Narrative Competence and Hurting People

I have learned from my patients, that my TOLERANCE – ACCEPTANCE – AGREEMENT – MUTUALISM modality works well for those who are hurt by and tired of intra-interpersonal tolerance. What I’ve found, in my discussion with this modality, there is a human absolute: hurt people hurt people. Yet, “ . . . if we can love until it hurts there can be no more hurt just more love,” Mother Theresa. Within the panorama of this perspective hurt becomes an invitation to love . . . . Intra-interpersonal relationships (IPRs) that are characterized by tolerance alone isolate and trap us within a psychological war-zone where suffering has become an isolated state of pain. Imagine, your state of pain, being dropped out of an airplane to parachute into an IPR psychological war-zone of anticipated death and suffering, where are you going to land? The goal being to survive. In other words, if we survive our pain event, we will suffer because of it.

Suffering requires a measure of tolerance yet the goal is acceptance. Yes, tolerance has a short-term goal for any relationship I find myself parachuting into: it is acceptance of the challenge before us. In an interpersonal sense, tolerance sometimes exists as a measurement of our love for others and therefore an invitation to accept the human interpersonal challenges that diachronically confront us. Acceptance of e/o’s humanity can be a steep and life-threatening climb, and the aerial panorama stunningly beautiful or frightfully panic-filled as if becoming face-to-face with our worst fears. Yet, working our way from tolerance to acceptance is to our benefit.

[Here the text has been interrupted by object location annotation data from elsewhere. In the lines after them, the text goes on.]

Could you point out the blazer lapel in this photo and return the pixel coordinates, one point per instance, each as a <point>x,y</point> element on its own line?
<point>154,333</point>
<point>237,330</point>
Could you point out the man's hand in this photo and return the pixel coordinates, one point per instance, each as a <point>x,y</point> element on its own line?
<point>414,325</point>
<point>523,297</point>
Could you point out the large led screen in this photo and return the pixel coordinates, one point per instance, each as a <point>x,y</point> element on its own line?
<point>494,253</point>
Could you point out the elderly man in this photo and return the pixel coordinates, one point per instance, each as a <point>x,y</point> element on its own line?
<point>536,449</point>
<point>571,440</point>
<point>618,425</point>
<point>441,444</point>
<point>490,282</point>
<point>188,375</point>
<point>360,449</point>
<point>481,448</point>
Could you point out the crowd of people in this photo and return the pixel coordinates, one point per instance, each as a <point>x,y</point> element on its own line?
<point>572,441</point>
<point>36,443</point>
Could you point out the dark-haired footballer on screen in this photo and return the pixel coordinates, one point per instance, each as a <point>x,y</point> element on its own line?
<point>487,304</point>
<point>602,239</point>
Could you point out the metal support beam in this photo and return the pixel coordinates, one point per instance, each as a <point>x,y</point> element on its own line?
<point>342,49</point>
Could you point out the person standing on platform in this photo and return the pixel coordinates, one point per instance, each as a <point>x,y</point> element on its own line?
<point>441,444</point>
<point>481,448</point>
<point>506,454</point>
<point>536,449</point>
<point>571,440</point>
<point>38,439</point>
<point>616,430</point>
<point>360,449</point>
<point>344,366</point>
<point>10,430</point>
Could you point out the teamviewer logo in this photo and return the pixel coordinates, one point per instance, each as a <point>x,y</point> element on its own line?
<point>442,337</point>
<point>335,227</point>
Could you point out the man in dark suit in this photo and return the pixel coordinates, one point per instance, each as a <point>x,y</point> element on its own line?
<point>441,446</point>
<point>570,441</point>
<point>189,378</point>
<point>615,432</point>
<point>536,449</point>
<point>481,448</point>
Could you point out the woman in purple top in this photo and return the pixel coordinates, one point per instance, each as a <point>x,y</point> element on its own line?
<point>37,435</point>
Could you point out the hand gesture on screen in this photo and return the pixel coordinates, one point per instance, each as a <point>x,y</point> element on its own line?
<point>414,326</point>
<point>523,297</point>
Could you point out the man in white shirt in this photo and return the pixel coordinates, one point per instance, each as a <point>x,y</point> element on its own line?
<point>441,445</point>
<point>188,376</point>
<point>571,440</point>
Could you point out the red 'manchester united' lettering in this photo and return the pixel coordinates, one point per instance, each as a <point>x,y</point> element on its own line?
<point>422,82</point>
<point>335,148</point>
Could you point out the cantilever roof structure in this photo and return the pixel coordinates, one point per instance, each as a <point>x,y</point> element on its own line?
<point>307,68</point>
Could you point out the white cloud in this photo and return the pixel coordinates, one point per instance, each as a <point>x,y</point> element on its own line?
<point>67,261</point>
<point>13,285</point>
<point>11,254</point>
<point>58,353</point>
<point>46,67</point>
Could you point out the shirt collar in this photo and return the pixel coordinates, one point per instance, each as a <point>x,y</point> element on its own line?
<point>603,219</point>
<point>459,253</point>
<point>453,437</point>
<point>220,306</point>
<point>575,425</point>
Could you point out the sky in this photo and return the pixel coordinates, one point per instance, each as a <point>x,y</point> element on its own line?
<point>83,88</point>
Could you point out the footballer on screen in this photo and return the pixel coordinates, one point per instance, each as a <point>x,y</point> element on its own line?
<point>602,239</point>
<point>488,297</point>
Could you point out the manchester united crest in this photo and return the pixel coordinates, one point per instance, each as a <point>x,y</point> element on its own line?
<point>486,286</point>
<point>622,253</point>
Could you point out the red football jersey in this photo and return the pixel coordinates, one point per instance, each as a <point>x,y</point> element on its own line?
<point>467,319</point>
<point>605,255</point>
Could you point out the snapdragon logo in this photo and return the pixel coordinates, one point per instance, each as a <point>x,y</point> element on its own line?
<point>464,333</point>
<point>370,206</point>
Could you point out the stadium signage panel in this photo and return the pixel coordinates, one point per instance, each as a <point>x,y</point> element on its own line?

That being true, the goal of acceptance is agreement. Although our IPR agreements may be multifaceted (to the positive or the negative), governed by antecedent variables. IPR agreements work best when they experience compassion. Compassion (available to listen to the other) is a compound term that invites the usar to passion with, suffer with, celebrate with another, but not limited to these. When I agree to accept the practice of compassion it leads me to become other-oriented. Becoming other-oriented enlivens the practice of compassion which then guides me to experience life as if I were the “other.” This other-orientation I experience as incarnation that mutually agrees with empathy (becoming the other.)

The goal of this agreement is mutualism. Mutualism requires something more than compassion. Compassion is largely a listening skill inclusive of validation. Yes, mutualism has its role in listening, yet the goal of mutualism is empathy. Empathy being, becoming the other, not just listening to validate the other. Humans are a narrative specie best served with narrative medicine. Yet, narrative competence is required for empathy to empower this medicine. I can appreciate the way Rita Charon summarized her thoughts:

By equipping ourselves with narrative competence, we are able to use the self as a therapeutic instrument—not only our cognitive grasp of human biology but our imagination, our respect for the courage of others, our awareness of our own frailty, and our willingness to forgive and be forgiven. With our narrative attunement to temporality, we mark the passage of time, providing those who live amid illness [suffering] with the urgency and the patience to claim their numbered days and to see forward and backward toward their meaning, making room within our lives and the lives of our patients for the inevitable mortality that counts us human. With the narrative tools of description and diction and metaphor, we can represent—and therefore recognize and admire—singular individuals in contextualized situations, not as instances of general phenomena but as irreducible and therefore invaluable particulars. Through narrative effort, we achieve first the subject position and then, with . . . [empathy], the intersubjective bond between ourselves and others, thereby inaugurating and framing the therapeutic [a compassionate] relationship.

With narrative emplotment [competence] we attempt—often against all odds—to make causal sense of random events or humbly acknowledge the contingent nature of events that have no cause [or indeed may have one], enabling us both to diagnose disease [dis-ease of suffering] and to tolerate the uncertainty that saturates illness [one’s experience with suffering]. With narrative acts and skills [competence], we recognize and live up to the [our human vocation of] ethical duties incurred by having heard one another out [using compassion] and the indebtedness we sustain by having been heard [validated] by another. Instead of depleting us, this care replenishes us, for our suffering helps our patients [the other] to bear theirs. Its own reward, this care envelops us all with meaning, with grace, with courage, and with joy [yet not limited to these].

Rita Charon expressed, “Telling stories, listening to them, being moved by them to act [ ] are recognized to be at the heart of many of our efforts to find, make, and honor meaning in our lives and the lives of others.” In her summary, Charon has set a credible course that can be clearly navigated by her reader. This course can only be navigated by learning to listen and share with competent compassion, responsive empathy, therefore experiencing a transcendent hope.

Rita Charon, Narrative Medicine: Honoring the Stories of Illness, (New York: Oxford University Press, 2006), 236, 441, Kindle.